Efficacy of a Heat Exchanger Mask in Cold Exercise-Induced Asthma
Exercise-induced asthma (EIA) is present in up to 90% of all patients with asthma, and exercise is one of the most common precipitants of acute asthma. While pre-exercise inhalation therapy aimed at reducing EIA may help significantly, many patients are left with limitations in their ability to exercise, particularly in cold weather, and some patients prefer minimizing pharmacologic approaches to treatment. Even in mild asthma, multiple medications may be needed to control EIA, and with high levels of exercise patients may still have incomplete symptom control.

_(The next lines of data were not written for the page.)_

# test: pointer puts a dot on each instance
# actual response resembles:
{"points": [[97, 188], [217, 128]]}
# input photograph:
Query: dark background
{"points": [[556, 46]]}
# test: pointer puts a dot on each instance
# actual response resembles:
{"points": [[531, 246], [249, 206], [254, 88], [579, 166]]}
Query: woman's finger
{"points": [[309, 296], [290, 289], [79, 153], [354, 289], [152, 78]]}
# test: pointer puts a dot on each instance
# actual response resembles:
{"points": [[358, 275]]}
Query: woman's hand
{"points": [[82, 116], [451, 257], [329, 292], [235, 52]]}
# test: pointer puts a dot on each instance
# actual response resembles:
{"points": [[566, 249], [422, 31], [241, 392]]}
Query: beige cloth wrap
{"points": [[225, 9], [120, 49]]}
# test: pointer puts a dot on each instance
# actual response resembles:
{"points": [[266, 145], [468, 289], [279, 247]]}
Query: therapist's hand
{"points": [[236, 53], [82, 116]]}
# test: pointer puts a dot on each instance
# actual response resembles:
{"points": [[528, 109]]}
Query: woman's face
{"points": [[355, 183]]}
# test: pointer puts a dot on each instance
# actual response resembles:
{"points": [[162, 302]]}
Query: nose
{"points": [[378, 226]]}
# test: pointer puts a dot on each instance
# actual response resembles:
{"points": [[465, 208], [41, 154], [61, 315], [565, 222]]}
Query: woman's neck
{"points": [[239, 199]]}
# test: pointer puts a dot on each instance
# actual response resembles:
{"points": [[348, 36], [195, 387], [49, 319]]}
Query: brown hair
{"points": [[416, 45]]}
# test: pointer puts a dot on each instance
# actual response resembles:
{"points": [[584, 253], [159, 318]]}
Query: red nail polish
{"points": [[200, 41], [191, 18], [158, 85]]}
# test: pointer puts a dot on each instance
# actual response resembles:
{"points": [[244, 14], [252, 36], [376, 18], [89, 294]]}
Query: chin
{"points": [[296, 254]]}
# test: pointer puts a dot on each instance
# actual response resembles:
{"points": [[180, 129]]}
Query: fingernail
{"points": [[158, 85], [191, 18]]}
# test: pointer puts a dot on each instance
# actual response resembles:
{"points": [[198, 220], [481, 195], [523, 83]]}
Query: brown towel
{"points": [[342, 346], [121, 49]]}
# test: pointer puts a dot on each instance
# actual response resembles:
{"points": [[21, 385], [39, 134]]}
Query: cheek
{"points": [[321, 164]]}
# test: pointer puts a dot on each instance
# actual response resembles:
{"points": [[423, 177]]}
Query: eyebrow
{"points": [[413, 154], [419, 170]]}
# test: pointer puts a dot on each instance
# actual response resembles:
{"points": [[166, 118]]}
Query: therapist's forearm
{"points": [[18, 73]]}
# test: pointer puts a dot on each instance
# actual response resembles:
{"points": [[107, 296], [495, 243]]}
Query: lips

The mechanism of EIA has been well studied but is still incompletely understood. The magnitude of temperature difference and increase in minute ventilation in asthmatics is related to the degree of bronchospasm in a dose-dependent fashion. Increases in ventilation that occur with exercise cause airway cooling as well as increased water loss from the bronchial epithelium, leading to local increases in mucus osmolarity. While the exact mechanism is unclear, it has been shown that mast cells, independent of IgE, release histamine in response to increased osmolarity. Source
Some studies’ support the theory that it is this airway drying and increase in osmolarity that are responsible for exercise-induced bronchoconstriction. Other data suggest that airway cooling followed by rapid rewarming caused by bronchial hyperemia leads to airway wall edema and bronchoconstriction.’’ While the exact mechanisms are not fully elucidated, recent evidence suggests that dry air is more important than cold air temperature in causing EIA. The purpose of this study was to evaluate a new heat exchanger device built into a mask (Qxtec Personal Respiratory Heat Exchanger [PRHE]; AllergyZone, LLC; Louisville, KY) that warms and humidifies inspired air, with regard to decrements in lung function with exercise in cold air.
All subjects gave consent to participate in this Institutional Review Board-approved protocol. There were two studies. In study 1, 13 subjects with asthma symptoms during cold air exercise were recruited. Inclusion criteria included a postbron-chodilator FEV1 > 70% predicted and a methacholine challenge test with a provocative concentration of methacholine resulting in a 20% drop in FEV1 < 8 mg/mL.